O campesinato contemporâneo como modo de produção e como classe social

Horacio Martins de Carvalho
segunda-feira 2 de abril de 2012 por LRAN

Prólogo

Os camponeses têm sofrido perseguições políticas e sociais, opressões ideológicas e religiosas e formas diversas de exploração econômica. É difícil se encontrar um período da história humana, história essa onde sempre estiveram presentes os camponeses nas suas mais variadas formas de organização social e de se relacionar com a natureza, sem que o tratamento dispensado aos camponeses não fosse rebuçado pelo desdém e pela humilhação.

Nas formações econômicas e sociais dominadas-hegemonizadas pelo modo de produção capitalista têm predominado o desprezo e a discriminação social com relação aos camponeses.

Mesmo que a população urbana dependa da produção de alimentos e das matérias-primas provenientes da agricultura, e que a maior parte desses produtos seja originado das práticas de produção dos camponeses, eles têm sido percebidos, pelas mais distintas razões e preconceitos, tanto pelos latifundiários, pelos capitalistas da grande empresa no campo, assim como pela maioria da população urbana, como os pobres da terra ou, numa expressão mais pertinente de Fanon ao se referir aos povos negros e colonizados na África, como os “condenados da terra”.

Referindo-se ‘ao homem da enxada’ no século XIV, Jacob (2003) Jacob, Heinrich Eduard (2003). Seis mil anos de Pão. A civilização humana através de seu principal alimento. São Paulo, Nova Alexandria. p. 239. afirmou que “O desprezo e a desconsideração pelos camponeses permanecerão durante vários séculos ainda como um dos traços mais característicos da mentalidade ocidental. Por muito diferentes que sejam as formas de vida social de povos como os ingleses, os franceses, os italianos, os alemães ou os polacos, aquilo que não muda de uns para os outros é precisamente o desprezo por quem cultiva o cereal que há de ser transformado em pão (...)”.
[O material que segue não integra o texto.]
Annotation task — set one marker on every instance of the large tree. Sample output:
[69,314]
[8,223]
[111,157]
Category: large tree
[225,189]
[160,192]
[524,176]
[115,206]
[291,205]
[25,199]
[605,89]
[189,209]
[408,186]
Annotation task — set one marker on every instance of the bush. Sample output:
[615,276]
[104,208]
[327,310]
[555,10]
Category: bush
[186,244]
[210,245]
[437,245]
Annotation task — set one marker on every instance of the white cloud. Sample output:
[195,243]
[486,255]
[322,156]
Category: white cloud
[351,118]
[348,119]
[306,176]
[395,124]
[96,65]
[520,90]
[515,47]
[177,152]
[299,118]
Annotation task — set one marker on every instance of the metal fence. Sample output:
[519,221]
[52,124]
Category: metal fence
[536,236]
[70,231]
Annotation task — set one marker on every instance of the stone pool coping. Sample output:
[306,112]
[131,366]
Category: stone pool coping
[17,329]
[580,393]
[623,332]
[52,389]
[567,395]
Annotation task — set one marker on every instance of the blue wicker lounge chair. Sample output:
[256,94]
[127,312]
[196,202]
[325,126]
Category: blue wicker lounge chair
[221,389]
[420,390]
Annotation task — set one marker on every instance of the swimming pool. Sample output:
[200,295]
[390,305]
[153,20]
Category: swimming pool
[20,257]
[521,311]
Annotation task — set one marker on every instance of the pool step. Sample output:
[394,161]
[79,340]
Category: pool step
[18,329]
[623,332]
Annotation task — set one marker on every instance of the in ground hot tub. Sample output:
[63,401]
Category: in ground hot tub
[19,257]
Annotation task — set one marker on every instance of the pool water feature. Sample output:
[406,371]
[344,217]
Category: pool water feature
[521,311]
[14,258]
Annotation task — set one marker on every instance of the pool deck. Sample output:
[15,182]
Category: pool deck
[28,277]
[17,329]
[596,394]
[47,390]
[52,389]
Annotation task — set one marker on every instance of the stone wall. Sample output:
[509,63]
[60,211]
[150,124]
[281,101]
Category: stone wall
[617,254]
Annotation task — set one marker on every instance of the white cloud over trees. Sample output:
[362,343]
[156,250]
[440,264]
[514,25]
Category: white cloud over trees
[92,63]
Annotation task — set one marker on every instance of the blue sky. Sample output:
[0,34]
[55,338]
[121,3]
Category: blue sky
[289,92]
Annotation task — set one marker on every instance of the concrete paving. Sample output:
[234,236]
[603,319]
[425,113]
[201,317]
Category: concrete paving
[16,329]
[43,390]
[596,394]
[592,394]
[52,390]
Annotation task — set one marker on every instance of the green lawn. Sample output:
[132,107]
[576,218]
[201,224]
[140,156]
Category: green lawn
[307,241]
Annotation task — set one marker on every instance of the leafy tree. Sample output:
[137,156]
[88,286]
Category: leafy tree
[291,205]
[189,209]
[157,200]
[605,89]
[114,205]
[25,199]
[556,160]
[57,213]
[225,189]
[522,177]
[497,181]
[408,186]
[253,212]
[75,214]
Os camponeses, na maior parte das regiões do mundo, têm sabido sobreviver a essas ações desagregadoras e discriminatórias que são estimuladas pela concepção de mundo capitalista e colonial, e era intrínseca à concepção de mundo feudal quando os camponeses eram servos da gleba. Ainda assim, é necessário se ressaltar que, no caso particular do Brasil, somado a essas ações contra os camponeses se deve considerar o preconceito cristalizado na subjetividade das classes dominantes pelos resquícios ativos da mentalidade escravista e racista (negro e índio), reforçada pelo desprezo dos trabalhadores manuais e pobres, subjetividade essa que construiu uma concepção de mundo e prática social dominantes de discriminação social dos camponeses que se espraia ideologicamente como senso comum.
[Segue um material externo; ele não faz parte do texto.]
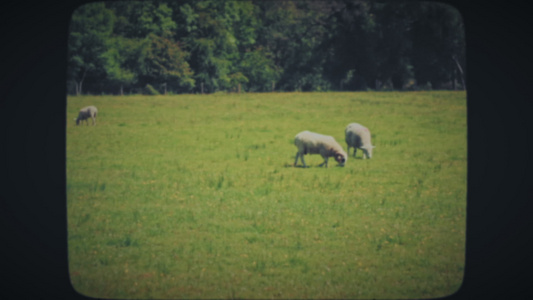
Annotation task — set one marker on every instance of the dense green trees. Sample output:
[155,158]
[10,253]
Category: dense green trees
[258,46]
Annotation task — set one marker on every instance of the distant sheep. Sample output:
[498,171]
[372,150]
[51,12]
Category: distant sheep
[313,143]
[358,136]
[86,113]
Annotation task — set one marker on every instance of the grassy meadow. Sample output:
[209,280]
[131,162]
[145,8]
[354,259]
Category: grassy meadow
[196,197]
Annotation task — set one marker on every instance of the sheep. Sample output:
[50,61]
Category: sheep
[314,143]
[86,113]
[358,136]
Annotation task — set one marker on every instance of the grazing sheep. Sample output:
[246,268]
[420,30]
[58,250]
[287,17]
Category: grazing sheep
[86,113]
[358,136]
[313,143]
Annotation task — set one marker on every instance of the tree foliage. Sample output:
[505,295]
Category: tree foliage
[258,46]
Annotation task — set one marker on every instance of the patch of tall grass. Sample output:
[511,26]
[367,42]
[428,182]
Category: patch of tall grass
[195,196]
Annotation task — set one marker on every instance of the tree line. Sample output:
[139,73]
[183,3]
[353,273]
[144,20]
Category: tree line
[191,46]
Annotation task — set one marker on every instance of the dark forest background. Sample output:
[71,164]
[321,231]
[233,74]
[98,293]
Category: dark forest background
[208,46]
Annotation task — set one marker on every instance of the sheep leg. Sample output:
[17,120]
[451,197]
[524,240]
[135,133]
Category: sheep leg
[303,161]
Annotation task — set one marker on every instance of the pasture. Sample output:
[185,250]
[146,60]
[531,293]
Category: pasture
[196,197]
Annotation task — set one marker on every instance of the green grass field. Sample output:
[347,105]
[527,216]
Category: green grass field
[196,196]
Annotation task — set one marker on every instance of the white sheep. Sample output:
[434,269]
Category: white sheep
[86,113]
[358,136]
[314,143]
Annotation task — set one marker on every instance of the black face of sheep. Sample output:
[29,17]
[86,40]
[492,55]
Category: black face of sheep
[340,159]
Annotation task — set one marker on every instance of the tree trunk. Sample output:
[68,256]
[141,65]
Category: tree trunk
[460,71]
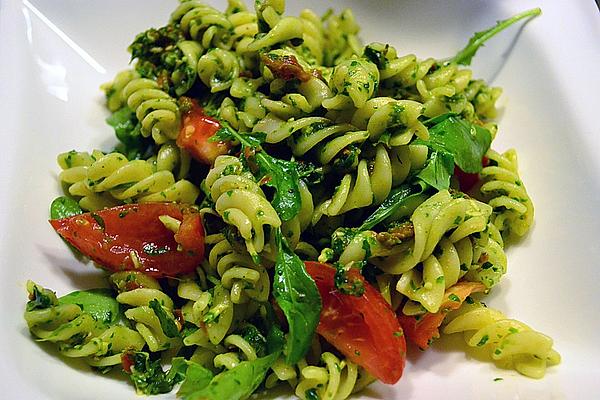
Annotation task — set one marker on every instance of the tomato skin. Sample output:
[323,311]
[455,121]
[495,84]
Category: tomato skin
[109,236]
[195,133]
[364,328]
[466,181]
[423,330]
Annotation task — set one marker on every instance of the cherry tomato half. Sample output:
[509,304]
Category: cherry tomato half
[364,328]
[195,133]
[423,330]
[131,237]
Para resistir e superar essa concepção de mundo das classes dominantes no Brasil de discriminação social dos camponeses, associada à tendência intrínseca do capital, na dinâmica da sua reprodução ampliada, de eliminar ou submeter todos os demais modos e formas de produção aos seus interesses de classe social, inclusive homogeneizando o universo geral da produção sob o padrão reprodutivo capitalista, o campesinato necessita mais do que nunca de se construir politicamente e se comportar como classe social em contradição inconciliável com o capital.

É sobre essa reflexão, num questionamento persistente e continuado, que este documento foi elaborado. O elemento central é a reflexão sobre as hipóteses de se apreciar o campesinato contemporâneo no Brasil como modo de produção e como classe social, sem necessariamente abordar essas duas categorias, ainda que distintas, como excludentes entre si.